Musically, he modeled A Child of Our Time on a Bach Passion, with African-American spirituals an appropriate equivalent for a Bach chorale.

The result is, unlike the Finzi, a work of overwhelming drama. Not histrionics at all, but notes of agony and forgiveness, music which issues its contradictions, its ironies and its rebuking which balances compositional subtlety with personal emotional fury. And the spirituals were not parenthetical, but given full orchestral and choral treatment.

Still, the New York Choral Society stood out, where their works with chorus or a capella were issued with zeal and tenderness.

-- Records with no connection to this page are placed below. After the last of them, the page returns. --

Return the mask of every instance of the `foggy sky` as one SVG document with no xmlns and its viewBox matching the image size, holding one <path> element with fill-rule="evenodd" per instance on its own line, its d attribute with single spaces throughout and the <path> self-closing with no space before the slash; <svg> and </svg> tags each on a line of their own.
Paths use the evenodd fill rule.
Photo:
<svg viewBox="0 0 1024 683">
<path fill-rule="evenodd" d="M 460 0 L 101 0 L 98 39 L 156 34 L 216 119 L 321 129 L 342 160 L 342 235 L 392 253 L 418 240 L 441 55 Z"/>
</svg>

The four soloists could not have been bettered. Luthando Qave was the narrator with a rich, angry spot-on baritone. David Portillo was the operatic tenor incarnate.

G. Reyes/Z. Reams

My personal two favorites could not have been more different. Gabriella Reyes is a star. No two ways about it. The voice was a full-throated, beautifully declaimed operatic soprano, her expression as she sung the spiritual was one of ethereal grandeur.

Her opposite was Zoie Reams, for whom the only adjective is “pure.” At times, she was overwhelmed by the orchestra, but these were rare, for she understood immediately not only the grandeur but the gravity of the work.

My only qualm–a qualm which made me almost wretch–-was Sir Michael’s finale, an all-out corny, schmaltzy pull-out-all-the-stops Deep River. It resembled nothing less than Jerome Kern’s horrifying finale to 1927’s Showboat.

Oh well, genius has its imperfections. For the most part, Mr. Hayes directed a thrilling production for one of the most thrilling and thoughtful oratorios in musical history.